Was die Art der Futtertiere angeht, experimentieren wir noch:

Heimchen

Grösster Beliebtheit erfreuen sich die Heimchen, die wir im Gartencenter gekauft haben. Im Terrarium freigelassen braucht der Gecko meist nur wenige Minuten, bis er sie entdeckt hat. Gefangen er sie dann in ein paar Sekunden.
Die Heimchen scheinen relativ robust, auch unter den sicher eher ungünstigen Haltungsbedingungen in einer Plastikschachtel. Genaugenommen wachsen sie so schnell, dass sie bald zu gross für den Gecko sein werden.

Wildfänge

Mit Insekten, die wir von unseren Sonntagsspaziergängen mitgebracht haben, konnten wir bislang wenig Eindruck schinden. Alles was leicht zu fangen ist (Käfer, Asseln, Ameisen und diverses "Geflügel") wird verschmäht.
Fliegen zählen zu der Kategorie "fast food". Der Gecko hat schnell gelernt, dass der Jagdaufwand in keinem sinnvollen Verhältnis zum Nährwert steht. Ist die Fliege jedoch müde oder einfach dumm genug, sich in der unmittelbaren Nähe niederzulassen, gibt sie einen prima Imbiss ab.
Spinnen dagegen sind gern gesehene Gäste. Sie bewegen sich genug, um Aufmerksamkeit zu erregen aber nicht zu schnell um bequem gefangen werden zu können.

Nachtisch

Süßspeisen sind jederzeit willkommen - wenn sie nur süß genug sind! Eine nicht allzu reife Banane ist deutlich weniger interessant als Honig, der zu allen Zeiten in allen Quantitäten verputzt wird. Da der Jagdaufwand bei Honig denkbar gering ist, liegt hier vermutlich die grösste Gefahr der Überfütterung, wohl die häufigste Zivilisationskrankheit auch bei Geckos.
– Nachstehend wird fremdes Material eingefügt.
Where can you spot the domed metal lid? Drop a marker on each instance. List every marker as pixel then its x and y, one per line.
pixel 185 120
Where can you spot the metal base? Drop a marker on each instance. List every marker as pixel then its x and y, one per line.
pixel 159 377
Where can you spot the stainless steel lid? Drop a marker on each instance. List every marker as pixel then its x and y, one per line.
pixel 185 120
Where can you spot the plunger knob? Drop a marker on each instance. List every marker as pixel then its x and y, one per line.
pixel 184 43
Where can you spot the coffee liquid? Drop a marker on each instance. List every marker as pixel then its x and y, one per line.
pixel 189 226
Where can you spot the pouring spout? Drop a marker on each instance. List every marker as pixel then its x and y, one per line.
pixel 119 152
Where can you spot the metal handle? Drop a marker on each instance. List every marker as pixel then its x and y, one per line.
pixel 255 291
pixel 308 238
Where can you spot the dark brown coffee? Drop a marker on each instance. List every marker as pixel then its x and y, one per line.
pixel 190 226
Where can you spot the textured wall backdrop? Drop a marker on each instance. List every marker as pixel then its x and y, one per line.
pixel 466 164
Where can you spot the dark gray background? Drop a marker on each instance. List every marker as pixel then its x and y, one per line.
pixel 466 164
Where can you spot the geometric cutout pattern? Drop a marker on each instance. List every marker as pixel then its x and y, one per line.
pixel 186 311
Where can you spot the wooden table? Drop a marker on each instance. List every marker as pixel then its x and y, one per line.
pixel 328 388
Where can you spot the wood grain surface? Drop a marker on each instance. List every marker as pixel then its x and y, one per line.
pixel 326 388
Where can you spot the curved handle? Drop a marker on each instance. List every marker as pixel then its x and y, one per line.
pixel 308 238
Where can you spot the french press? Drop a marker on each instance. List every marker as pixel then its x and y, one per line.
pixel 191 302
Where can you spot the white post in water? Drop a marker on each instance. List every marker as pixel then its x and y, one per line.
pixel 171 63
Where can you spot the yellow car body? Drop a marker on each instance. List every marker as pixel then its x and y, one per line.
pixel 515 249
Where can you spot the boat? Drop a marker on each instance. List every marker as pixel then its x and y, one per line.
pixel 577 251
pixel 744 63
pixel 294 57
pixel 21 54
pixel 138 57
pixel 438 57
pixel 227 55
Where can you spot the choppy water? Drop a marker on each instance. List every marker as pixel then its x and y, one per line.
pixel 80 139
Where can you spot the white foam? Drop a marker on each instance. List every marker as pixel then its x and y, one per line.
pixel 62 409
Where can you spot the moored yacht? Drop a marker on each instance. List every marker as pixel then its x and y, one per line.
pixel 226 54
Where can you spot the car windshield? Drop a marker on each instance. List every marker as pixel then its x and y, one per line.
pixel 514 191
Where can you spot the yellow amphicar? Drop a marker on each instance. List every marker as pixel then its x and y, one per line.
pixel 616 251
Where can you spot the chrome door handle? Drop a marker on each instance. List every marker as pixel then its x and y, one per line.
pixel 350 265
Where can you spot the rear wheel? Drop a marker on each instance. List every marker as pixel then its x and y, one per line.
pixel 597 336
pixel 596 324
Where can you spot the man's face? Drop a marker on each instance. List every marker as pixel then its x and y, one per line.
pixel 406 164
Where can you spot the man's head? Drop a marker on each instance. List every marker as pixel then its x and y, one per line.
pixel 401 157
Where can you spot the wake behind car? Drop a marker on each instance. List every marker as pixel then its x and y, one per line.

Schlank gehaltene Tiere sollen deutlich länger und gesünder leben.
Um das Naschen gesünder zu machen, verrühren wir den Honig mit einem Vitamin- und Mineralienpräparat und reduzieren die Gabe auf ein mal pro Woche (Theoretisch. Es ist ja sooooo niedlich, wenn der Gecko einem den Honig vom Finger leckt...).

Mit dem Vitaminpräparat bestäuben wir auch die Futtertiere, indem wir sie zusammen mit dem Pulver in ein Filmdöschen geben und leicht schütteln.